I’d be willing to bet that most people haven’t heard of Heated Rivalry, but even so, it’s irrelevant. Gay characters have been on television and in movies for decades, often as leads. These days, you’d have a tougher time finding a show or movie that doesn’t feature LGBTQ characters. If you watch game shows, you’ve probably wondered if they have quotas for LGBTQ contestants, and if they’re required to boast about their sexual orientation.

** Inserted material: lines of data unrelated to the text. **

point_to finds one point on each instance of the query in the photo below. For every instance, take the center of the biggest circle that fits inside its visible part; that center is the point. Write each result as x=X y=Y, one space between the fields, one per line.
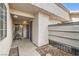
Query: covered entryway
x=22 y=36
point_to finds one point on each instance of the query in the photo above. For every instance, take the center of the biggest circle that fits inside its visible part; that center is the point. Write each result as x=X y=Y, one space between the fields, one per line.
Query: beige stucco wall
x=5 y=44
x=54 y=9
x=40 y=29
x=75 y=17
x=53 y=21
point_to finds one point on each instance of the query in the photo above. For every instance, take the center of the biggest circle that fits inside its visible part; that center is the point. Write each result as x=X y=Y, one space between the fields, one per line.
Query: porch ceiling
x=27 y=7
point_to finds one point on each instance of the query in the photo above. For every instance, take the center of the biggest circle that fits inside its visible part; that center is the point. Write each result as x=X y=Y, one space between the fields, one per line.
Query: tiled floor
x=26 y=48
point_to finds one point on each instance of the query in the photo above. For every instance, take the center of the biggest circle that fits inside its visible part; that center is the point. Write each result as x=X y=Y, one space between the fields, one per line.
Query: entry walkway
x=26 y=48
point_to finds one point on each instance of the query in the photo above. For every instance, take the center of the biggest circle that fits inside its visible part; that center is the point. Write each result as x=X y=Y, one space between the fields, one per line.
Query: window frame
x=3 y=18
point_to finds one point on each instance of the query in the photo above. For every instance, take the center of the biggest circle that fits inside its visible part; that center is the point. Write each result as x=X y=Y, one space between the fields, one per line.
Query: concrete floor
x=26 y=48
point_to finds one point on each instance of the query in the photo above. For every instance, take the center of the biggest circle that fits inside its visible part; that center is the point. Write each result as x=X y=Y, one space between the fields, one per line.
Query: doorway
x=23 y=31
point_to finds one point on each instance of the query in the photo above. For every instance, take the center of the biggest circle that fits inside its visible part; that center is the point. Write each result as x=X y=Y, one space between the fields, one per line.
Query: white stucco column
x=40 y=29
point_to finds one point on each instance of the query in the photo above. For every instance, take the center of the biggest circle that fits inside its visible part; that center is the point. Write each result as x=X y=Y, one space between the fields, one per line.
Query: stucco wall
x=40 y=29
x=5 y=44
x=43 y=29
x=75 y=17
x=54 y=9
x=53 y=21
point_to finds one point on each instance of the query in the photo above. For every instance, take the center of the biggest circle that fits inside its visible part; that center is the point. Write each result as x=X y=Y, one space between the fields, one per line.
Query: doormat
x=51 y=51
x=14 y=52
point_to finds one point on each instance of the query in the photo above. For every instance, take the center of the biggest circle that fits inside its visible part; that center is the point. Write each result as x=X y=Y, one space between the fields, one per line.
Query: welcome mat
x=14 y=52
x=52 y=51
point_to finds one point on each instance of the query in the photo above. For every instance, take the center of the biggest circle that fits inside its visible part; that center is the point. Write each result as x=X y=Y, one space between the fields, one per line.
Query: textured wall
x=5 y=44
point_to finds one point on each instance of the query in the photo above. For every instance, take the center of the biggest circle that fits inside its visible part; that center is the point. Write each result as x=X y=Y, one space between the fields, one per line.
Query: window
x=3 y=21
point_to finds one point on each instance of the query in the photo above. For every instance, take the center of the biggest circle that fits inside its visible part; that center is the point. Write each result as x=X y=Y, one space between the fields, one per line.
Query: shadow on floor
x=14 y=51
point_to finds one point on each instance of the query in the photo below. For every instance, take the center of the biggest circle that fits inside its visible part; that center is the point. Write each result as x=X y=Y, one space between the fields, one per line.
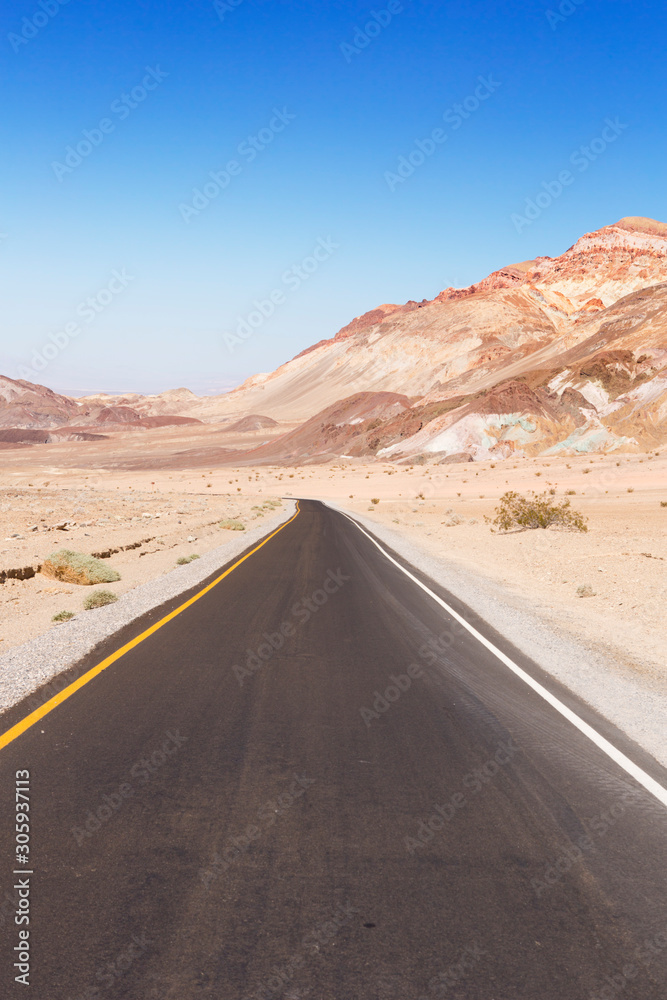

Nevertheless, the article expresses shock that anti-gay bias reversed course after two decades. Before 2020, they note, everything seemed to be moving forward together. Bigger Pride parades. Rainbow-lit landmarks. Federal legalization of same-sex marriage. Americans’ bias against gay people was dropping so fast, faster than any other tracked prejudice, that the researchers even predicted that anti-gay bias would hit zero by 2022. That’s possibly the dumbest prediction anyone could make about human nature and social attitudes. Bias hitting zero? Really? Heck, those who preach tolerance are some of the most biased people I’ve ever met. And these are supposed to be serious academics.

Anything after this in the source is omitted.